The Prime Minister, David Cameron has written to the Department of Health asking them to investigate how the money
committed to providing breaks for carers is being allocated and used by Primary Care Trusts. He has advised that this is an “issue of personal importance to me” and that “we must support carers who do the most valuable work often at great personal cost to themselves. We must ensure that carers are provided with the support they need.”
Cameron’s intervention came about after a letter from Theresa Villiers MP, who attended our Give Carers a Break campaign launch earlier this year. It also comes after previous Department of Health action on this issue and we await the Department of Health’s response to this request.
Previously, the Department of Health did act after our report detailed the failure of PCTs to develop plans and budgets to support carers with local carers’ charities, as Government requested. They requested that all PCTs advise by 2nd September if they had published plans and budgets to support carers. It was expected that PCTs missed this date only in exceptional circumstances.
Government is now clarifying some of the information returned, and we have also started our review of whether PCTs have published plans and budgets and how much is being allocated.

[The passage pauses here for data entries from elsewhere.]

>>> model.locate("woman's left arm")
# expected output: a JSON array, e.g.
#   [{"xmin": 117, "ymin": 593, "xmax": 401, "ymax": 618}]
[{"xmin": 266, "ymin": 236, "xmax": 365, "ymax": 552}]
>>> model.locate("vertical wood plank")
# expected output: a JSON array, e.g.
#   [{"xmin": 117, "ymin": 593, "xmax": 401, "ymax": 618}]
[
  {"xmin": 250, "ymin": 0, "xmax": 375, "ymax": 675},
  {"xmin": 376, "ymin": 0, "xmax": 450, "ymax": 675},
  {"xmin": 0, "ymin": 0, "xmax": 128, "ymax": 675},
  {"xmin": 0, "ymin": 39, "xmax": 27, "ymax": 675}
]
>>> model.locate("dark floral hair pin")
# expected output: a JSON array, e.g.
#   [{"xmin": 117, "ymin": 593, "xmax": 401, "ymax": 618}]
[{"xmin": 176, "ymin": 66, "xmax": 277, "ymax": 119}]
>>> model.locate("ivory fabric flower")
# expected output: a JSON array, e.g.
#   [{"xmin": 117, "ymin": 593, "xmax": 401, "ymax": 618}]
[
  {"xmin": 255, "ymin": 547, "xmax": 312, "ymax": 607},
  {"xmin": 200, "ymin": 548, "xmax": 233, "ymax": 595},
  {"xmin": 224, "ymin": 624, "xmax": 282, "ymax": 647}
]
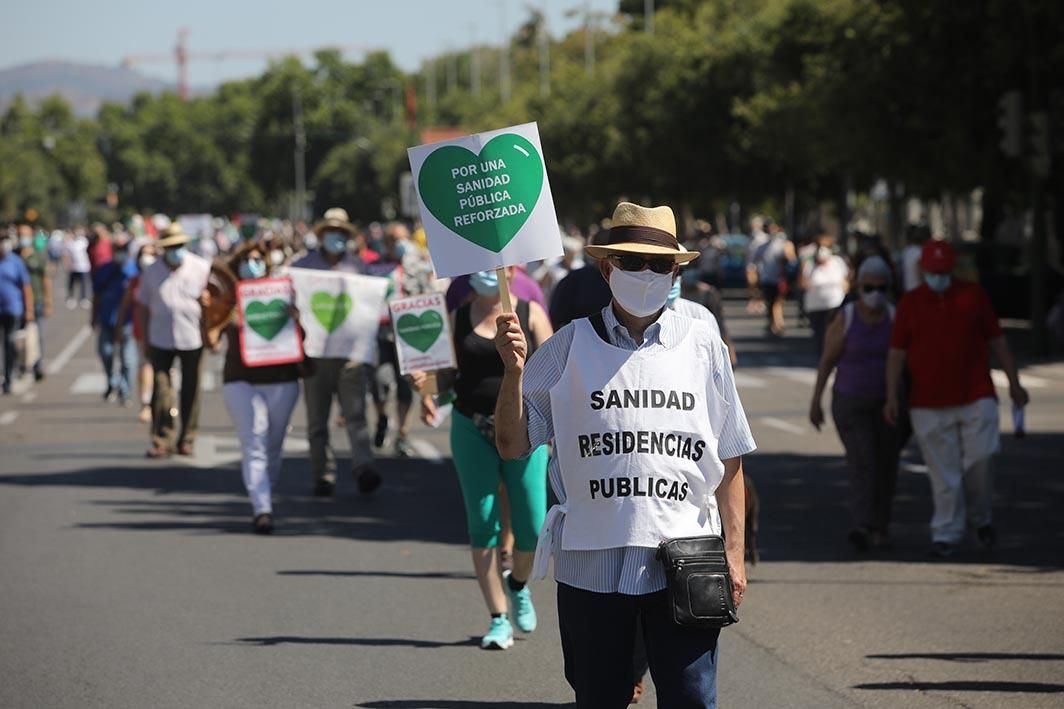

Government have also said that they will release guidance next month giving clear expectations of how Primary Care Trusts (and Clinical Commissioning Groups, successors to PCTs) should support carers in the next financial year 2012/13.
I hope these are steps forward to real change.
This blog post has been contributed by Will Davidson:
I’m Will Davidson, I have been volunteering with the Policy department at The Princess Royal Trust for Carers for the past two months, helping to research how government proposals will affect carers, especially on the issue of Carers Breaks.
Today we launched a report looking at whether Primary Care Trusts (PCTs) have been working with carers’ organisations to develop plans and budgets for carers breaks and if these plans have been published. Late last year the Coalition Government announced increased support for carers by allocating an additional £400m over 4 years to PCTs to focus on providing breaks for carers. They requested that each PCT works with local authorities and carers’ organisations to publish policies, plans and budgets to support carers.
So are PCTs following these guidelines set out by the Government? Do carers’ organisations feel more engaged now than they did before these announcements?
We found that only 9% of PCTs had developed updated plans and budgets for carers taking into account the additional money. 54% said that they would do so during 2011/12, and some very shortly. Carers will be disappointed that many PCTs are still developing plans eight months after the Government announcement and guidance. The remaining 37% said they would not be updating their plans.
For me, the most concerning finding is the number of PCTs still not working with carers’ organisations to develop plans and budgets. 82% of PCTs advised that they were working with carers’ organisations to develop plans and budgets, but carers’ organisations did not agree. 40% of PCTs were judged by carers’ organisations not to have engaged at all to develop plans and budgets.
Having minimal or irregular contact with carers’ organisations, or providing some funding for organisations connected to supporting carers does not in our view constitute real co-production of plans and budgets.
That said the examples in Sunderland and Richmond highlighted in previous blogs show that there is progress being made in some places, and we do think that more PCTs are now engaging with carers’ organisations and funding services than before. But the NHS as a whole has not made a breakthrough in supporting carers. PCTs must redouble their efforts, admittedly at a time of uncertainty for them, and Government must remember its’ responsibility and commitment to carers when considering its response to our findings.